Bruno Junqueira was the first driver to be penalised.

The following season saw the first case of a driver being penalised for poor driving, when a lapped Bruno Junqueira drove straight into the wall at the bus stop chicane, effectively causing the retirement of race leader Jos Verstappen. FJR lodged a protest against Maestro Motorsport’s driver which resulted in the Brazilian being excluded from the results, irrelevantly as Junqueira didn’t even finish the race.

The 1999 Canadian Grand Prix involved another altercation between a race leader and a Brazilian backmarker. Under no pressure from behind, Jarno Trulli outbraked himself while trying to lap Rubens Barrichello. A quick trip across the grass proved harmless, right up until the point when Trulli rejoined the circuit and t-boned Barrichello into retirement. Not only did the MRD driver hand the win to Ralf Schumacher, but he received a ten second time penalty, dropping him from 3rd to 4th.

2000 saw two more cases of poor driving standards, both involving Gui Racing, but with differing applications of how their drivers were penalised. Once again, Trulli was the offending driver as at Hockenheim, he ran wide going into the stadium complex and rejoin into the path of Olivier Panis, causing a major collision. As both drivers retired on the spot, Trulli’s penalty was a one race ban. Three races later at Monza, the other Gui Racing driver was at the centre of attention as on the first lap, an optimistic lunge from Ralf not only resulted in both MRD drivers flipping upside down, but the gathering of thoughts caused him to shove his teammate off the track and into retirement. Having finished 2nd, he was promptly disqualified, and those lost eight points ended up costing Ralf the drivers championship.

Kimi Raikkonen was one of the drivers to earn a “Qualifying Penalty”

All was well during 2001, but a new type of penalty was introduced for the 2002 season, one which was handed to no less than six drivers. MRD’s Fernando Alonso was the first of these after he punted Dario Franchitti into a spin at Sepang, causing the retirement of Ricardo Zonta. Although Alonso went on to win that race, he would be forced to start from the back at the next race in what would become known as the Qualifying Penalty. Alonso’s teammate Felipe Massa was the next to receive a QP rejoining into the path of Jacques Villeneuve.

The 2002 Austrian Grand Prix was a particularly bad race for Scottish drivers as David Coulthard inexplicably decided to brake on the grass going into the Remus curve, lost it, and careened into Alonso. Although both would continue with Alonso managing to finish in the points and Coulthard nowhere near, the Ajay driver was still penalised. Later in the race, Allan McNish punted Trulli into retirement, earning himself a QP.

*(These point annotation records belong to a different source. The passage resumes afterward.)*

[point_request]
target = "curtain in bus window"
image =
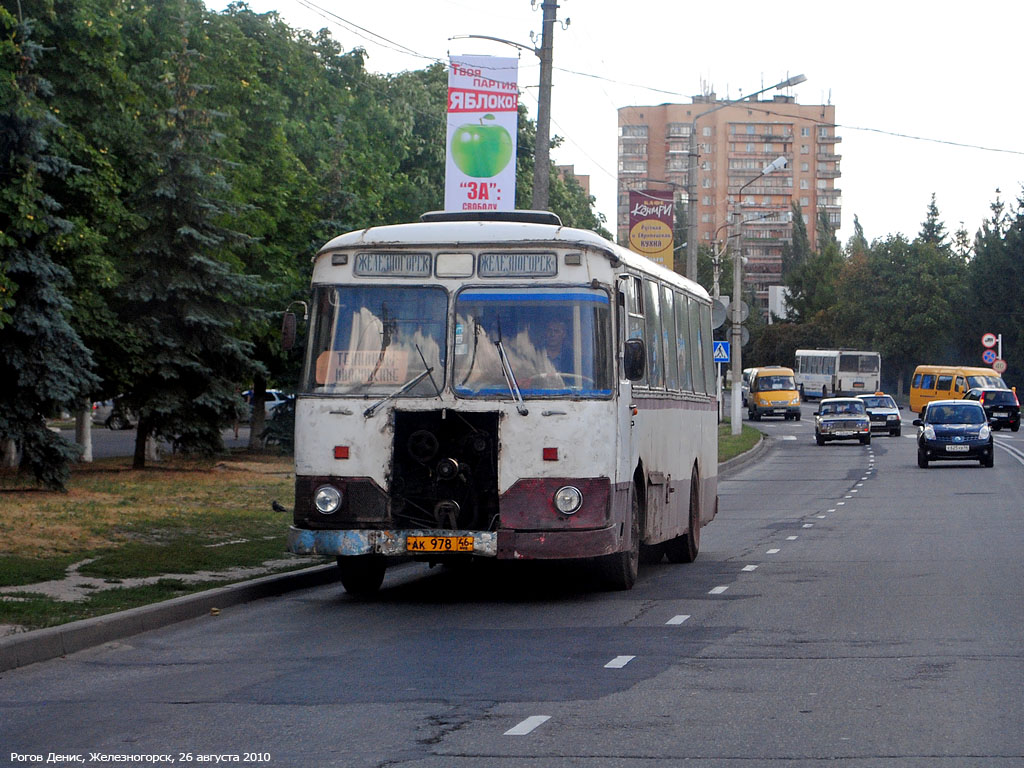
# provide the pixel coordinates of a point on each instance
(682, 342)
(655, 371)
(696, 358)
(557, 341)
(372, 340)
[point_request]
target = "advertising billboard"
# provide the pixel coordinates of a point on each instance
(482, 120)
(651, 218)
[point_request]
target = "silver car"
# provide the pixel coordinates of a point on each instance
(884, 413)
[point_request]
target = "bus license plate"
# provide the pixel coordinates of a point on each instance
(439, 544)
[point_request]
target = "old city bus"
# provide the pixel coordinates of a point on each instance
(834, 373)
(500, 386)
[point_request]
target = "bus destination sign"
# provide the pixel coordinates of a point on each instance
(392, 264)
(517, 265)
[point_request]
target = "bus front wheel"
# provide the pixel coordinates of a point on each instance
(361, 576)
(685, 548)
(620, 569)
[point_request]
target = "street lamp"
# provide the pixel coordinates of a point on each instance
(737, 282)
(691, 173)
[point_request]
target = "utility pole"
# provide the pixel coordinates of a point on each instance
(542, 154)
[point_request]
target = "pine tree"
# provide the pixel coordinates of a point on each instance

Kimi Raikkonen was next to receive a QP for unsafely rejoining into the path of Takuma Sato at FF1M’s only race at the remodelled version of Hockenheim, although this was slightly controversial as Raikkonen had been tipped into a spin by Juan Pablo Montoya before ending the Andy Racing’s race. Sato’s teammate Michael Schumacher was the last driver to receive a QP for dishing just deserts to Montoya at the Hungaroring. The penalty system was then abolished completely due to the unpredictable nature of these incidents.

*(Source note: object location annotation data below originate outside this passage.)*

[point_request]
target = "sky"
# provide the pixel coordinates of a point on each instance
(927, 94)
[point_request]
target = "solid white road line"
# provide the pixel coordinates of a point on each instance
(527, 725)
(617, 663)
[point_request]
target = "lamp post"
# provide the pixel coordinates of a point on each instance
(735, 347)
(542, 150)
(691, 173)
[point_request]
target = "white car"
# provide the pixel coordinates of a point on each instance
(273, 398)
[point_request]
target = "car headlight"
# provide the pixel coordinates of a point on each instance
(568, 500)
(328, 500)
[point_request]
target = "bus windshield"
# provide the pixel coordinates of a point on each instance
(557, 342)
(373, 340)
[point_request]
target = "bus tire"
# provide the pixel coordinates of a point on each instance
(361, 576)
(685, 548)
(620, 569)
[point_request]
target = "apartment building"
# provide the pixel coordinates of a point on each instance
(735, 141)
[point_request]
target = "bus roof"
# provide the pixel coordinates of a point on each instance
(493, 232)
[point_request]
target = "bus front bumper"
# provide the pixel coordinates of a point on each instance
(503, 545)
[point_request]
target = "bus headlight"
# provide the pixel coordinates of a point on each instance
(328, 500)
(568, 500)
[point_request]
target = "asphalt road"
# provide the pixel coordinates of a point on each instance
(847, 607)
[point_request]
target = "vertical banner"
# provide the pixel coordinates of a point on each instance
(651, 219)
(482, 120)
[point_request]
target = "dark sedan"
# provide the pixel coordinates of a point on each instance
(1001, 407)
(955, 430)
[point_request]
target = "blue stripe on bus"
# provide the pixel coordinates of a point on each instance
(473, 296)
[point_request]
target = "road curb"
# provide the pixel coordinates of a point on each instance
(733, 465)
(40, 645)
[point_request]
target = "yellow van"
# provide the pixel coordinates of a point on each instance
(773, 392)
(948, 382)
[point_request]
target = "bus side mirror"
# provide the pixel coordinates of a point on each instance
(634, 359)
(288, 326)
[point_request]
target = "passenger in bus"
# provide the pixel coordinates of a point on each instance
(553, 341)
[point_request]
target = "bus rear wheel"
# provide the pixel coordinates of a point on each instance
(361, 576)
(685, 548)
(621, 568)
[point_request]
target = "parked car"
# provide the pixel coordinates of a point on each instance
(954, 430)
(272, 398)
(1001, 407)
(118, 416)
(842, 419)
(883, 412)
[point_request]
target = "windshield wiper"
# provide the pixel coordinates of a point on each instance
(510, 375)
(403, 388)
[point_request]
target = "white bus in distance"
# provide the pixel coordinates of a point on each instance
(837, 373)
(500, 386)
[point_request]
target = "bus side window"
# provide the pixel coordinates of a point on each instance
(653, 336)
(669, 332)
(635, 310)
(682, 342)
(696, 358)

An unusual message from Race Control

Another rare occurrence is the red flag, which has only been seen in FF1M thrice. The first of these appeared during the 2006 Singapore Grand Prix when MRD’s Raikkonen and Mitchell’s Alexander Wurz found themselves stranded at exit of the Sling on the first lap and marshals were unable to move the cars. Four seasons later at Monza, Shannon’s Sebastian Vettel found himself upside down at the first chicane after an enormous pile-up triggered by Karun Chandhok.

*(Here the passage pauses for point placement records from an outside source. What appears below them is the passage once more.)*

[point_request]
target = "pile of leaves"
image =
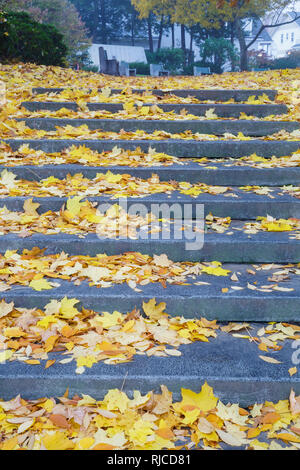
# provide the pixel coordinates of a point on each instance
(78, 218)
(88, 337)
(148, 422)
(10, 129)
(83, 155)
(116, 185)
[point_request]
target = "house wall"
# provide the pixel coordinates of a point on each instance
(284, 38)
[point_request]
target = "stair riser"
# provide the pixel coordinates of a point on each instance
(248, 209)
(245, 391)
(195, 173)
(221, 110)
(212, 127)
(260, 248)
(178, 148)
(213, 95)
(188, 301)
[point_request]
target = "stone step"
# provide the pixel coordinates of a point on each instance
(247, 206)
(221, 110)
(212, 127)
(221, 174)
(237, 247)
(213, 94)
(176, 147)
(230, 365)
(213, 299)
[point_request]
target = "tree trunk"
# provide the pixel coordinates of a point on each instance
(243, 46)
(132, 28)
(150, 35)
(190, 60)
(173, 35)
(96, 20)
(183, 44)
(161, 30)
(103, 32)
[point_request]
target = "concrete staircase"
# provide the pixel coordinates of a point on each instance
(231, 366)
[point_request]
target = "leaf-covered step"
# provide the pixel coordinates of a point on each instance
(229, 247)
(233, 368)
(178, 148)
(210, 94)
(213, 173)
(221, 110)
(246, 206)
(231, 292)
(212, 127)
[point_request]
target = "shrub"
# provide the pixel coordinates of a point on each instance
(22, 38)
(215, 52)
(291, 61)
(141, 68)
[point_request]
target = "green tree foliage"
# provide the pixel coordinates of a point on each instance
(171, 59)
(61, 14)
(216, 51)
(108, 20)
(22, 38)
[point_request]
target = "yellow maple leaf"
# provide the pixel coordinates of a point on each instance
(67, 309)
(204, 400)
(116, 400)
(74, 205)
(215, 269)
(40, 284)
(57, 441)
(110, 319)
(153, 311)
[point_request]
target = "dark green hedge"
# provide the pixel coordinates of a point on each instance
(23, 39)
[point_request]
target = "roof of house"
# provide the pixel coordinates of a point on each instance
(298, 20)
(121, 53)
(264, 35)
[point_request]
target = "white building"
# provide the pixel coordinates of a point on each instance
(277, 41)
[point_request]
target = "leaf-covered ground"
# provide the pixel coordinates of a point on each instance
(153, 421)
(148, 422)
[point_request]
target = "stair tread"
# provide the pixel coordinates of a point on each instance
(238, 246)
(180, 148)
(254, 128)
(208, 300)
(230, 365)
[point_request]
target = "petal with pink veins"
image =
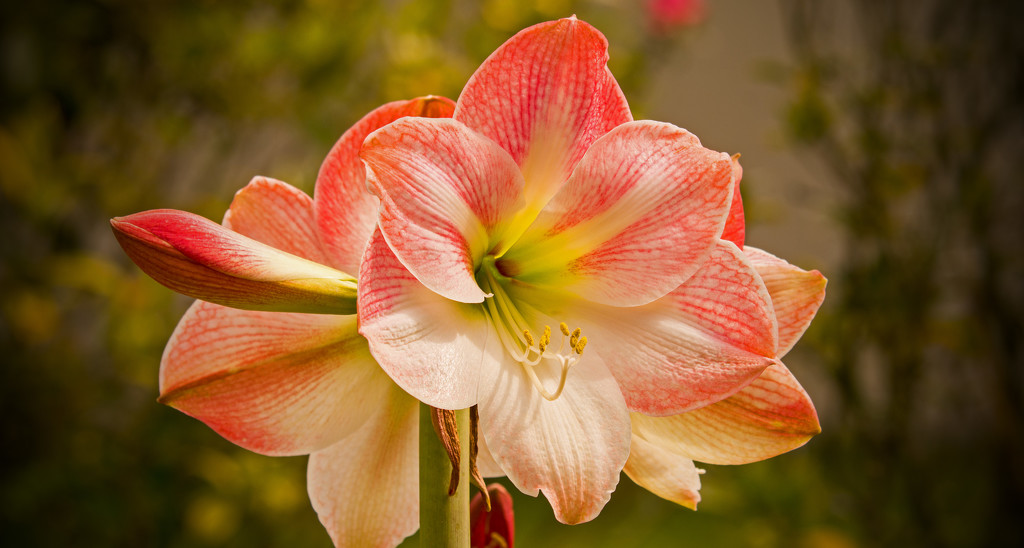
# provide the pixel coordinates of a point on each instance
(735, 225)
(796, 294)
(770, 416)
(662, 469)
(445, 192)
(345, 212)
(428, 344)
(365, 488)
(200, 258)
(279, 215)
(271, 382)
(571, 449)
(696, 345)
(639, 215)
(545, 96)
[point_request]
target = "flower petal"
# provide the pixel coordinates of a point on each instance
(639, 215)
(485, 461)
(545, 96)
(770, 416)
(276, 214)
(200, 258)
(735, 225)
(698, 344)
(425, 342)
(571, 449)
(271, 382)
(346, 213)
(796, 294)
(365, 488)
(663, 470)
(444, 193)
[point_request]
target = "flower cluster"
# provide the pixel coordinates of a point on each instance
(580, 277)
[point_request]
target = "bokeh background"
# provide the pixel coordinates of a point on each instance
(882, 141)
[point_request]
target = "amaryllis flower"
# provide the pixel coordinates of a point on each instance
(546, 257)
(667, 15)
(768, 417)
(284, 382)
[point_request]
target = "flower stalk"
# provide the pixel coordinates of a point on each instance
(443, 518)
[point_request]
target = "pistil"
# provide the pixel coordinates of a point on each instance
(520, 343)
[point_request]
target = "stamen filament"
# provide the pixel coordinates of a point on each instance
(519, 341)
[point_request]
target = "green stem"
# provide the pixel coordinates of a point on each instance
(443, 519)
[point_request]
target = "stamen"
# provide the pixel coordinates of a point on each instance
(519, 342)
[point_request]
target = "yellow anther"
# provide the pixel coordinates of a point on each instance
(529, 337)
(579, 346)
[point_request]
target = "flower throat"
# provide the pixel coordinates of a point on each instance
(520, 342)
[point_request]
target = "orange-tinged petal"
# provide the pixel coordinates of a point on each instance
(346, 213)
(770, 416)
(662, 469)
(365, 488)
(200, 258)
(276, 214)
(545, 96)
(796, 294)
(696, 345)
(639, 215)
(271, 382)
(445, 192)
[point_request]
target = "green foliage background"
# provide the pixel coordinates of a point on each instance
(113, 107)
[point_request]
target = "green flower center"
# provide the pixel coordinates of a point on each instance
(519, 341)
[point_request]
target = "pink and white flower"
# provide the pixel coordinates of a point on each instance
(546, 257)
(768, 417)
(271, 378)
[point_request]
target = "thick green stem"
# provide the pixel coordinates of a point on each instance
(443, 519)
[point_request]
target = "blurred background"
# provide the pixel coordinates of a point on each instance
(882, 141)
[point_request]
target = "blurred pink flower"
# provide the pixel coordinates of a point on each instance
(667, 15)
(278, 381)
(542, 203)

The final and most recent red flag happened at the 2012 United States East Grand Prix at Road America where the two Pedersen and Sean Connery Motorschhh drivers overestimated their speed into the Morraine left and careered off the circuit, much to the amusement of James Whiteley. He’ll probably find the news of an unsuccessful appeal against Sebastian Vettel’s shambolic 8th place at Singapore not quite as entertaining.